魚介料理
海岸沿いからは、ブロデット・アッラ・ヴァステーゼ、グリル料理、フリットゥーラ・ディ・パランツァ(小魚の揚げ物)、タコのサラダや海産物、詰めムール貝や煮込みの巻貝などの絶品が届きます。一方、内陸部は家畜の飼育、酪農、ワイン生産(トレッビアーノやモンテプルチャーノ・ダブルッツォ、チェラスオーロなどのDOCワイン多数)、そして園芸に基づく千年の伝統の力を解き放ちます。
アブルッツォ内陸部の代表料理
自家製であることが多いパスタから始めると、キターラ風マッケローニや羊肉のラグーがけのチェッペ(素朴なフジッリの一種)を挙げずにはいられません。マッケローニでは、パスタ生地を伸ばしためん棒を走らせて細い麺を作る特別な織機、キターラが特徴です。黄金色の美味しい細麺が次々に生み出されます。
肉加工品と肉類は非常に豊富で、豚肉だけでなく(カポコッロやアブルッツォのプロシュット、ハーブや唐辛子で味付けしたものも多数)、羊肉製品もあります。珍しいものとしてはミキシャという羊肉の塩漬け乾燥肉があり、羊飼いは移牧中に携帯し、トマト煮込みで料理していました。
代表的な料理としては、細い串に刺した羊肉のキューブを焼くアロスティチーニ、去勢羊のロースト、家禽の肉を使った料理があります。
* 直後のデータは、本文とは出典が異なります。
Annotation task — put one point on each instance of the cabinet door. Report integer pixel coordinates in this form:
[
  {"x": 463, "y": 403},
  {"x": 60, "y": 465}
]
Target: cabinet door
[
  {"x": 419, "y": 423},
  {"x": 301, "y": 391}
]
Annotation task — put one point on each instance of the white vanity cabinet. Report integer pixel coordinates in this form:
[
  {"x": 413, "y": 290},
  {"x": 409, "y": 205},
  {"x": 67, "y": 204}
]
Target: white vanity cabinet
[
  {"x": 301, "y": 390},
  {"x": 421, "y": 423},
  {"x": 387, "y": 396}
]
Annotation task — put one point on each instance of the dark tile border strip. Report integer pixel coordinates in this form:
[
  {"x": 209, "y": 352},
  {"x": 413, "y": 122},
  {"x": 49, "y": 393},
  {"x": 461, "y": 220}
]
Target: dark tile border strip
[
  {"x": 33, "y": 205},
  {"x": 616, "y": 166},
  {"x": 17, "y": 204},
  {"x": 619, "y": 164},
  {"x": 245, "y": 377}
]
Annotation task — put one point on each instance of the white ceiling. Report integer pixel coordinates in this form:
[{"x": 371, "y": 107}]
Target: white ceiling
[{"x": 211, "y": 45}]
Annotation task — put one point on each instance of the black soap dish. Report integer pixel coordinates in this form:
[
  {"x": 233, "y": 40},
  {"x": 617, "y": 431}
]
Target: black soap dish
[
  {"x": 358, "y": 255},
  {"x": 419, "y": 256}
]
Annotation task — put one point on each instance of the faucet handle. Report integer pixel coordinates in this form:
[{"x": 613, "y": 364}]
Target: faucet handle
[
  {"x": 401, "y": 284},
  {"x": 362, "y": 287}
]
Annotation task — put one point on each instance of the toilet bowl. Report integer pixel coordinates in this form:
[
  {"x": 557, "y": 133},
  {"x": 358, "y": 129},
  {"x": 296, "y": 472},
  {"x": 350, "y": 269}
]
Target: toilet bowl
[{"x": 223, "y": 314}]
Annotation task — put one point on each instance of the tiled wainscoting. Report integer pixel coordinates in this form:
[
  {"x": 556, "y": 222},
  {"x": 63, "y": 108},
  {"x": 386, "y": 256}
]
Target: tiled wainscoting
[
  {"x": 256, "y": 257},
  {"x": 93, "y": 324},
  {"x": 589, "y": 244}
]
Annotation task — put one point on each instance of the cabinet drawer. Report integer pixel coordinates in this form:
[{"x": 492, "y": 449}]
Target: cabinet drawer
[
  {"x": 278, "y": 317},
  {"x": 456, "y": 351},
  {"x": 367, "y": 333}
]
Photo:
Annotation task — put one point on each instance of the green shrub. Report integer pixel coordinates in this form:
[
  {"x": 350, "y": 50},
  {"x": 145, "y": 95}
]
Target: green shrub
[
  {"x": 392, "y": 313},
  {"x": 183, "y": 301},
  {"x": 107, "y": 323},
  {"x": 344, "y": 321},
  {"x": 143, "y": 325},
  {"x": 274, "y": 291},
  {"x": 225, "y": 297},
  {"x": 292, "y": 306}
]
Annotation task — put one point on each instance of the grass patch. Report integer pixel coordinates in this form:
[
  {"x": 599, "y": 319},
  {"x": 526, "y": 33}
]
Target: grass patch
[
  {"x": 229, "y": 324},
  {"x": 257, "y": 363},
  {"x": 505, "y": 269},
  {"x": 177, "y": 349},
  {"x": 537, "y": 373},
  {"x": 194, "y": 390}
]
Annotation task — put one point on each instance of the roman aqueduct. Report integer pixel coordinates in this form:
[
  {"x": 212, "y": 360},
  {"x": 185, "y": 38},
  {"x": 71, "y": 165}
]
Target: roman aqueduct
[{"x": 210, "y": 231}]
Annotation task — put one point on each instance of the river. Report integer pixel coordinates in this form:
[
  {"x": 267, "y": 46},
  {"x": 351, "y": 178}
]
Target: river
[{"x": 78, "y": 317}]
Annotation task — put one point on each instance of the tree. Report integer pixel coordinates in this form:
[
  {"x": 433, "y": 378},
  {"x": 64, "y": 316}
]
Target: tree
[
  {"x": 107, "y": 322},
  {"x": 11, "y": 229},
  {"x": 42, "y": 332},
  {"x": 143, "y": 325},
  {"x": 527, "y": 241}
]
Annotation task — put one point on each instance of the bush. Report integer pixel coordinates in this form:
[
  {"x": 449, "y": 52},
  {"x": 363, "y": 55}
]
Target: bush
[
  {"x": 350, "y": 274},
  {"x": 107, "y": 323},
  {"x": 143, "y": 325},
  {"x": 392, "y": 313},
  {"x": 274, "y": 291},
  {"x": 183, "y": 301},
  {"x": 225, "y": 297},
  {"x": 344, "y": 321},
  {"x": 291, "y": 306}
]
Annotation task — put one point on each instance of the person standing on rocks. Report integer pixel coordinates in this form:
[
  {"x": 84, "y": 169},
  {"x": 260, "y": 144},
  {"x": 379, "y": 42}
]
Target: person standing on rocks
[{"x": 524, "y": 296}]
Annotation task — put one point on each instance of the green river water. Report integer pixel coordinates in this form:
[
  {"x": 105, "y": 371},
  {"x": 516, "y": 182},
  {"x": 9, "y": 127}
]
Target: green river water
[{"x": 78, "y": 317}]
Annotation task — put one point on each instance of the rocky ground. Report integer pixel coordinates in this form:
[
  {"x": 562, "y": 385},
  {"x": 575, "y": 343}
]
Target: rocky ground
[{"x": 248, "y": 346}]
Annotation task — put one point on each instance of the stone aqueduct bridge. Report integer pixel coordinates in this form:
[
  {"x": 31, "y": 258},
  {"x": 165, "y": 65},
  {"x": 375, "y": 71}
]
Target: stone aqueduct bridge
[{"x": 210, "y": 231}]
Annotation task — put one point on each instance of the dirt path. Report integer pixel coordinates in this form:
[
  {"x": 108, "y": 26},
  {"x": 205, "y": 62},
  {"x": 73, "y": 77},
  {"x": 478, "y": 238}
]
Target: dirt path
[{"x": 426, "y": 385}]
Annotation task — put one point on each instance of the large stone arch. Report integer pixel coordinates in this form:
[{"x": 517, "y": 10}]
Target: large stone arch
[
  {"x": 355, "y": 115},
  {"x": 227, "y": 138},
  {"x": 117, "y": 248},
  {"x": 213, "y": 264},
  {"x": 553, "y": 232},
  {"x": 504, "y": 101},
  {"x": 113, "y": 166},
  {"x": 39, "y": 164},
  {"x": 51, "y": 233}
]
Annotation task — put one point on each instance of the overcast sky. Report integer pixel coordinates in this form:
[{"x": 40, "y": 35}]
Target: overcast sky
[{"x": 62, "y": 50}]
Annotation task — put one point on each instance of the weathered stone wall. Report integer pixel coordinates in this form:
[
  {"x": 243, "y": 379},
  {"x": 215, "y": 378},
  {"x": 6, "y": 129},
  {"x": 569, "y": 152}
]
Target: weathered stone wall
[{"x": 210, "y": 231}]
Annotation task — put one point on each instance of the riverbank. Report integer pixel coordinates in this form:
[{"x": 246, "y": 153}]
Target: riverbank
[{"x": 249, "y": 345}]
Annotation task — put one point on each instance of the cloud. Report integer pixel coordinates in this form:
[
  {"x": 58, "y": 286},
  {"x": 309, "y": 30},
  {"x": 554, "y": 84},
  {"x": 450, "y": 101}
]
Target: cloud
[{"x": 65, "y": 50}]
5月1日の祭りに特有のレ・ヴィルトゥは、40種類の豆類と野菜を別々に調理して作る春のスープです。
最後に欠かせないのがチーズで、ファリンドラのペコリーノとカステル・デル・モンテのカネストラートが特に有名で、どちらもスローフードの保護地域に指定されています。食事処としては、テラモのエノテカ・チェントラーレ、テラモ県モスチャーノ・サンタニェロのボルゴ・スポルティーノ、キエーティ県サン・ヴィート・マリーナのアンゴリーノ・ダ・フィリッポ、ペスカーラ県ロレット・アプルティーノのニュー・エボとラ・ビランチャをおすすめします。